Certo che è in vigore, anche se è una norma priva di sanzione, che intende affermare la soggezione del giudice soltanto alla legge, riproponendo l’antica polemica contro il diritto comune. Non è certo questa norma, tuttavia, che limita l’influenza della dottrina sulla giurisprudenza. Molte sentenze, anche della Cassazione, riportano per esteso brani tratti da scritti di giuristi e le opinioni dei giuristi hanno spesso avuto seguito nelle decisioni (pensi al danno biologico, ad es., o alla natura della responsabilità precontrattuale). Ma tutto questo non c’entra con le questioni di cui si discute, ossia se un bravo professore possa restare tale anche se esercita la professione di avvocato. Non ho mai negato quel che Lei scrive al punto 1), che però non contraddice la mia tesi: ci sono e ci sono stati ottimi e pessimi professori a tempo pieno e a tempo definito. Quanto alle eccezioni di rito, non dimentichi che molti dei prof. avv. insegnano diritto processuale civile. Non esistono solo i professori di diritto sostanziale. E, comunque, anche i professori di diritto sostanziale, quando fanno gli avvocati, possono, del tutto legittimamente, sollevare eccezioni di rito, senza con ciò svilire o smentire la loro attività di ricerca scientifica. Poi, se vogliamo dire che ci sono troppe decisioni su questioni di rito, che spesso sono cavilli, sfonda una porta aperta.
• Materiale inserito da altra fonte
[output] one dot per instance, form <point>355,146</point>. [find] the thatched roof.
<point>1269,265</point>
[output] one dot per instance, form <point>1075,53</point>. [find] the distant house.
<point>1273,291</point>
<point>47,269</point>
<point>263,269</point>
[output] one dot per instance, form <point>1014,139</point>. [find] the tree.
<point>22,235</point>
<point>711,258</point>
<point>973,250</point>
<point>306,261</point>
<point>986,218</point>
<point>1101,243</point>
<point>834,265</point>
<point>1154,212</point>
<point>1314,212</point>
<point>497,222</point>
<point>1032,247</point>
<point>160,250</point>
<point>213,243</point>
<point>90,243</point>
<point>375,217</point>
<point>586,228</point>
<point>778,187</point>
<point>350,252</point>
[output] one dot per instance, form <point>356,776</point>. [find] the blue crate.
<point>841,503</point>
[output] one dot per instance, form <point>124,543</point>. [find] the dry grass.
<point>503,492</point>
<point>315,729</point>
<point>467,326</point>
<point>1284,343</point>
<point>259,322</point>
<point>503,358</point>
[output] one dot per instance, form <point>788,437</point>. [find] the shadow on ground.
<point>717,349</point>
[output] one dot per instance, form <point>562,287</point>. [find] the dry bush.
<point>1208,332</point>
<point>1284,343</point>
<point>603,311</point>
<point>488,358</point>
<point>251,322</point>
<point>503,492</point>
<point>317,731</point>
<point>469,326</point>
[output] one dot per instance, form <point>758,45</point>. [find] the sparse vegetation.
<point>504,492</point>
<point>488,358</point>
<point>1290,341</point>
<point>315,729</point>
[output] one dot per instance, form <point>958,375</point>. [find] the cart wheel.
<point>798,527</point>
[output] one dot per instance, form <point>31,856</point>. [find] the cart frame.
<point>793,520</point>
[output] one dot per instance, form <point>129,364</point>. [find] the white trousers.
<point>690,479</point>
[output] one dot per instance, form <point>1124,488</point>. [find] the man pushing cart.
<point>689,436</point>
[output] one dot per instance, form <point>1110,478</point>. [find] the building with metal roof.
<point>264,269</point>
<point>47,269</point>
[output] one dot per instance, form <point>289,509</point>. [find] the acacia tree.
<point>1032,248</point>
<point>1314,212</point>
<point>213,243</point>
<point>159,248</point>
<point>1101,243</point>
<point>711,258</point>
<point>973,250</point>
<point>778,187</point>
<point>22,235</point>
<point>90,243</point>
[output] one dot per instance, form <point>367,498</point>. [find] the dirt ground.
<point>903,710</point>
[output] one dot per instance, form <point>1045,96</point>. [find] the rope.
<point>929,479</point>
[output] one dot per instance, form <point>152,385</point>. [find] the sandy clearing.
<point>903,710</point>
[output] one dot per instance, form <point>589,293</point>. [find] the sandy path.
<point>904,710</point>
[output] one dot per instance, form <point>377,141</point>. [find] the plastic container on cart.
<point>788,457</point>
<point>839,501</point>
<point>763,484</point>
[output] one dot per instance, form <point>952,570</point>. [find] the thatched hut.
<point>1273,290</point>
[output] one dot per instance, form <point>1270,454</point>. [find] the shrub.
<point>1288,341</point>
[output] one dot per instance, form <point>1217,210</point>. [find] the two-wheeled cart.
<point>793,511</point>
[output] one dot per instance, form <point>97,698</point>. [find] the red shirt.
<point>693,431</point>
Ma è un problema per nulla nuovo.
Ulrico:
La sanzione dovrebbe essere disciplinare per il giudice che nomina un autore giuridico.
Non nominare l’autore di una particolare dottrina significa svilire il lavoro della dottrina, perché chi legge la sentenza si chiede “chi è?”; “dove lo posso trovare?”; “perché è tutto così incompleto?”
E’ come fare un figlio e chiedere l’anonimato: ci può stare, ma manca qualcosa di determinante.
In più, viene leso il diritto di difesa di cui all’art. 24 cost.:
Come faccio a contestare quella tesi se non so da quale autore proviene e, non potendo verificare, non posso sapere se è stata riportata fedelmente o no?
Come posso verificare la reale intenzione dell’autore, il suo reale pensiero dietro a quelle 10 righe scopiazzate?
CMQ, Mi fa piacere che Lei è d’accordo con me sul punto 1.
In ogni caso, io noto che si riflette sul rapporto avv./univ., ma mai sull’importanza della ricerca giuridica, cioè sul contributo che l’univ. può dare al mondo esterno, anche quello delle professioni.
Secondo me, poter nominare l’autore giuridico può stimolare il dibattito, accenderlo e farlo vivere:
ecco che la scienza giuridica entra nel vivo, ecco che si “studia”, invece di fare COPIA/INCOLLA con la massima o con un passo delle sentenza.
Ci sono delle sentenze emesse da tribunali sez. civili, riguardanti il diritto finanziario, nelle quali, il giudice, non avendo mai studiato la dottrina e scritti di giuristi che si sono occupati di diritto finanziario, ha scritto cose errate e allucinanti.
Questo perché c’è l’abitudine di non consultare il lavoro di chi fa ricerca giuridica, l’importante è mettere “cass., sez.”, senza mai sviluppare un dibattito.
Inoltre, sarebbe interessante anche far entrare l’esame di stato per avv. all’interno dell’Univ., come in altre discipline es. farmacia ove l’esame di stato si sostiene all’interno della fac. di farmacia ecc…
Quello che sto dicendo è che, ad oggi, manca un effettivo collegamento tra univ. e prof. di avv.
La ricerca giuridica, non venendo considerata nei tribunali (nelle sentenze bisogna omettere il nome del giurista), perde un ruolo importantissimo.
Per l’avvocato e per il giudice vale il discorso “l’ha detto la Cass., e io faccio copi incolla”.
Ci sono giuristi tosti che riescono, con un discorso semplice e coerente con le norme del sistema, a fare a pezzi anche una sentenza della cassazione,
ma dato che la dottrina non “va di moda” (e ho spiegato perché),
essa viene deliberatamente trascurata e con essa il lavoro fatto nelle università dai giuristi:
ecco la frattura tra pratica e teoria.